Stripping Like Nobody's Business is basically Bambi Rehak's autobiography from birth until the Twin Towers attack in 2001, mostly her years as a stripper in low rent and even lower rent clubs in America. Bambi,and yes that is her real name, had a 1960's childhood straight out of Hillbilly Elegy , living in a home without electricity and running water let alone "luxuries" like a phone or TV.

With her Mother "entertaining" a constant stream of men friends and the home in constant chaos part 1 of the book is about Bambi's early years where she has to grow up very quickly. Despite her best efforts to take on the matriarchal role she feels guilty for everything that goes wrong, something enthusiastically confirmed by her wayward parent.

Part 2 tells how out of desperation Bambi turns to stripping to survive and there's an eye-opening insight into the weird and not so wonderful world of strip clubs where the very worst of human nature is on display both sides of the changing room walls.

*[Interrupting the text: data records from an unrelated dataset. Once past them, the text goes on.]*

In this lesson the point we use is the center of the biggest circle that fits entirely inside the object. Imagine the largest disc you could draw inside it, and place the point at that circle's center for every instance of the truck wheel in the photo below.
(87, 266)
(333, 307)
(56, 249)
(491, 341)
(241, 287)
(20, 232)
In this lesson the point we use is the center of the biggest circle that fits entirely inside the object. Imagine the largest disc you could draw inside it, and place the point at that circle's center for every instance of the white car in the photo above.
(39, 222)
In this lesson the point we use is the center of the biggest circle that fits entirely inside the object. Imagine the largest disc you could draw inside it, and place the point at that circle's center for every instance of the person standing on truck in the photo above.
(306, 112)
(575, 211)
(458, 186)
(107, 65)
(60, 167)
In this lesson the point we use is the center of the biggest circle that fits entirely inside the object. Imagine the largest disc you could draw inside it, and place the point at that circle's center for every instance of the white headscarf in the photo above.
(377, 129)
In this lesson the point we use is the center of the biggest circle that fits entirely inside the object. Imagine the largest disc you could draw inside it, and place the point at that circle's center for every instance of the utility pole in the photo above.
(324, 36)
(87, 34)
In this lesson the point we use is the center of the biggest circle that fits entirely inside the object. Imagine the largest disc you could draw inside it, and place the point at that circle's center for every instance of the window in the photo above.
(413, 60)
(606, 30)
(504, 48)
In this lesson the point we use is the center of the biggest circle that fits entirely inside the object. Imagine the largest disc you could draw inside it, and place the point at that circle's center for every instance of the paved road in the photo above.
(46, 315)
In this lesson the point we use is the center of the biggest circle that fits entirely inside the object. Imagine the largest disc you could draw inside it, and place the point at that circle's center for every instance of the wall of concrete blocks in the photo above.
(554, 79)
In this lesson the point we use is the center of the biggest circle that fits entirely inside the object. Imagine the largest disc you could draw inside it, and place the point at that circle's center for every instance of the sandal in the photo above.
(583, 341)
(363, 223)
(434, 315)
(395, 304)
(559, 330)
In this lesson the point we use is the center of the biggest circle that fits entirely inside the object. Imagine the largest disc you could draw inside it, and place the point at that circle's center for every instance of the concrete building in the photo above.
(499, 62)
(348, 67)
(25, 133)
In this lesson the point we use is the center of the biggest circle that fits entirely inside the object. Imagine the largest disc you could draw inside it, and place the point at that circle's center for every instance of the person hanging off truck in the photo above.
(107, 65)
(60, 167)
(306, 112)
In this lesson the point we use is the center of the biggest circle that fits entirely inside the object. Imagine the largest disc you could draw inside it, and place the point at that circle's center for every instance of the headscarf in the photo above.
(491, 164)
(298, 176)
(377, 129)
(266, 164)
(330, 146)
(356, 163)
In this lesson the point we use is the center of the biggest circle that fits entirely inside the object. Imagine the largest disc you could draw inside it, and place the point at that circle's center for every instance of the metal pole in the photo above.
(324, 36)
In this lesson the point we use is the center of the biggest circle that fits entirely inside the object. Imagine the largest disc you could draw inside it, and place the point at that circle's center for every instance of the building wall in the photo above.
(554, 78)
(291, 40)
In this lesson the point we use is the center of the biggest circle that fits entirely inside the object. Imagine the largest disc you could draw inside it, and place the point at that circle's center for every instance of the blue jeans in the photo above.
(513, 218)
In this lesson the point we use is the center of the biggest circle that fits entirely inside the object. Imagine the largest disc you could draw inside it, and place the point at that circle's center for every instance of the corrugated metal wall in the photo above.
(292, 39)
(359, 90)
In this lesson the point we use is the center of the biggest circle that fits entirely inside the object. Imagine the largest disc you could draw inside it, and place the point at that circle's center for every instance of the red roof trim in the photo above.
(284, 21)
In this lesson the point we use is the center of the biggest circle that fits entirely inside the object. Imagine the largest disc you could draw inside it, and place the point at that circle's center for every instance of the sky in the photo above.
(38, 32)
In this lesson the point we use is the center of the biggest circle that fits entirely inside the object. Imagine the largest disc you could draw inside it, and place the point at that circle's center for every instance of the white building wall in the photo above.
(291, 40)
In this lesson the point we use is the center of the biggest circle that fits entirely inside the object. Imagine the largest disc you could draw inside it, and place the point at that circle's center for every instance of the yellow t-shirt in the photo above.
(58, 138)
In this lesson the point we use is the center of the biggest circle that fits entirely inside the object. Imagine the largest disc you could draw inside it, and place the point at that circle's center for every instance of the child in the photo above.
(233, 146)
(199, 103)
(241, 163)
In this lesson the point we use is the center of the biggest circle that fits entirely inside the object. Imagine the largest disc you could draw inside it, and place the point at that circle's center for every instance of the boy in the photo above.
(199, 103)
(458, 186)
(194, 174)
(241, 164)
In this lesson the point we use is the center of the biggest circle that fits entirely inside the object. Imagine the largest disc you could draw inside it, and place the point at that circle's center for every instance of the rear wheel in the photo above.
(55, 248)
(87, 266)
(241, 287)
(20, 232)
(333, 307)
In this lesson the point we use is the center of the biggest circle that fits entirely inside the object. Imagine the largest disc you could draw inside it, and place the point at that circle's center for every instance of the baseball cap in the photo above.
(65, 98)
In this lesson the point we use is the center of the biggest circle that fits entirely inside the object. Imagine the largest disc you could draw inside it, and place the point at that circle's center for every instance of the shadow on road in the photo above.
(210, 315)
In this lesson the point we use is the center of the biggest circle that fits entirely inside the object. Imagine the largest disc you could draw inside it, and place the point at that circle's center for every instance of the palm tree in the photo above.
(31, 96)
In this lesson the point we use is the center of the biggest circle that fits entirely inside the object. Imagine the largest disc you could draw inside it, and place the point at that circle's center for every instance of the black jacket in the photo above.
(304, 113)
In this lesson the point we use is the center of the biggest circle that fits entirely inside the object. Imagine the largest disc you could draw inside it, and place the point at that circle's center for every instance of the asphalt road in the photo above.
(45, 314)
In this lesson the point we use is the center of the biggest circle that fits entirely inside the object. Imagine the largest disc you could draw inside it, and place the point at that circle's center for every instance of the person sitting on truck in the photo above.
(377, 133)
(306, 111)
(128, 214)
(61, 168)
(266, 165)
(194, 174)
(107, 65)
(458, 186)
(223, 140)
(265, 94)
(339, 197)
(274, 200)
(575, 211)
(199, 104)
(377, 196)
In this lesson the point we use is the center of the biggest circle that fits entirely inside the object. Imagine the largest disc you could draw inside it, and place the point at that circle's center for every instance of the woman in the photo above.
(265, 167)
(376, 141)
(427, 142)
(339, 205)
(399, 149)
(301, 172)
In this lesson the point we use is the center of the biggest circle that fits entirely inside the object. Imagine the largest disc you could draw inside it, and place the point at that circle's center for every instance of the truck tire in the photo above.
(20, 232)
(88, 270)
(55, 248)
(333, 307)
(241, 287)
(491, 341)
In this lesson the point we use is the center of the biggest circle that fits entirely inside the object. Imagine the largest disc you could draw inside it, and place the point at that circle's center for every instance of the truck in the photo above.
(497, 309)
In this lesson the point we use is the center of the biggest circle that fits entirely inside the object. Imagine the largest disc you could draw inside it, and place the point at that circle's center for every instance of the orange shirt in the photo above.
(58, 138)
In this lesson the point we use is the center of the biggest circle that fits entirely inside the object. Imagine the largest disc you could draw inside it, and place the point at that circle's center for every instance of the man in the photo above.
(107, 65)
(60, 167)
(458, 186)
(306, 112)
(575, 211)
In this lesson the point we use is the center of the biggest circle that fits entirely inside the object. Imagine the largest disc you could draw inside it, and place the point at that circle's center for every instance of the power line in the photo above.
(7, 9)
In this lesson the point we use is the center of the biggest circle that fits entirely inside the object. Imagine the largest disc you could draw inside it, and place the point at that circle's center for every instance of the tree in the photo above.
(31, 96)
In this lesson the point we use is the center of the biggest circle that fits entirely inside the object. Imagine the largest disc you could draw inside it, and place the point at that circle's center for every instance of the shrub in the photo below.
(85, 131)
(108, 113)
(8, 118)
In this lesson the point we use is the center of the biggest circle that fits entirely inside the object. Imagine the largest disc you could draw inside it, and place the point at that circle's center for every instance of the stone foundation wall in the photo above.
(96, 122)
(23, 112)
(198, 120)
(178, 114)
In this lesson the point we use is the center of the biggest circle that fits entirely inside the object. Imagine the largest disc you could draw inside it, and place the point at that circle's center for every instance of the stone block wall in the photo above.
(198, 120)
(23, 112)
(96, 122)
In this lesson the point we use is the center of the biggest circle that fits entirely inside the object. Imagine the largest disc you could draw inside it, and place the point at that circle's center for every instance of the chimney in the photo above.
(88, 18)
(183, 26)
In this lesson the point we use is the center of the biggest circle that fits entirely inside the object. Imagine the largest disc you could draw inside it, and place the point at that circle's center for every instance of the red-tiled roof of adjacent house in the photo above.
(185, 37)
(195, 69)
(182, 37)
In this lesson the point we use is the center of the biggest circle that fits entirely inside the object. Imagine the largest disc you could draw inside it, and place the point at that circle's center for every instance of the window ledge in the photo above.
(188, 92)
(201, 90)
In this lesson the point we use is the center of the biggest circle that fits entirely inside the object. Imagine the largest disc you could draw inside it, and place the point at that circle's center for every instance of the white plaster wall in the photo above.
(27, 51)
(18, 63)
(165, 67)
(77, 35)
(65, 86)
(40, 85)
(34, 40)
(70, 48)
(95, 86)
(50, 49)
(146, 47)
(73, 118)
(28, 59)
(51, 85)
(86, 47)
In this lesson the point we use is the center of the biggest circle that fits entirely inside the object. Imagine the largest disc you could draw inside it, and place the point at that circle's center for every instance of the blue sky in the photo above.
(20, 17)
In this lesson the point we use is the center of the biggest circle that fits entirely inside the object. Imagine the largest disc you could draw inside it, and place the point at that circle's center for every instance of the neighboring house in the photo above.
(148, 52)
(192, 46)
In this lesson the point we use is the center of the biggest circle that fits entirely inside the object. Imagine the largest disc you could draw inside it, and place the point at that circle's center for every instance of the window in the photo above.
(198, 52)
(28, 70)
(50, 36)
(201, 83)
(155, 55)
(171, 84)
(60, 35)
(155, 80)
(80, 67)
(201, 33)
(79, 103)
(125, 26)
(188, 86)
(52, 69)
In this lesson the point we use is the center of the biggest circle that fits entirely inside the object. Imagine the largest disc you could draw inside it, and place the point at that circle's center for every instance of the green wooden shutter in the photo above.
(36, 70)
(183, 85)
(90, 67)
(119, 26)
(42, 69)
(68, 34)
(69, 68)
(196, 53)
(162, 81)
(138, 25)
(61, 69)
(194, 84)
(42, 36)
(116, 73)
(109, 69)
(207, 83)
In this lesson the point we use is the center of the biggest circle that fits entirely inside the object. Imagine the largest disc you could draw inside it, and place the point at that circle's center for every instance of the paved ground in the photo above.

Part 3 is about Bambi discovering her love of travel,and it seems Wedding Cake, as she clocks up no less than 4 disastrous marriages.

This book is quite a ride, despite being very much a stream of consciousness memoir and often quite random it's very entertaining and ultimately uplifting when Bambi realises that life is not all about pleasing other people as she'd been brought up to believe and she finds success in a more conventional field.
Bambi is a straight talker and there's quite often "too much information" about the workings of the female body. She's lived quite a life in places and situations where others can and do crash and burn, Bambi Rehak is a survivor .

A great book but definitely not for the prudish.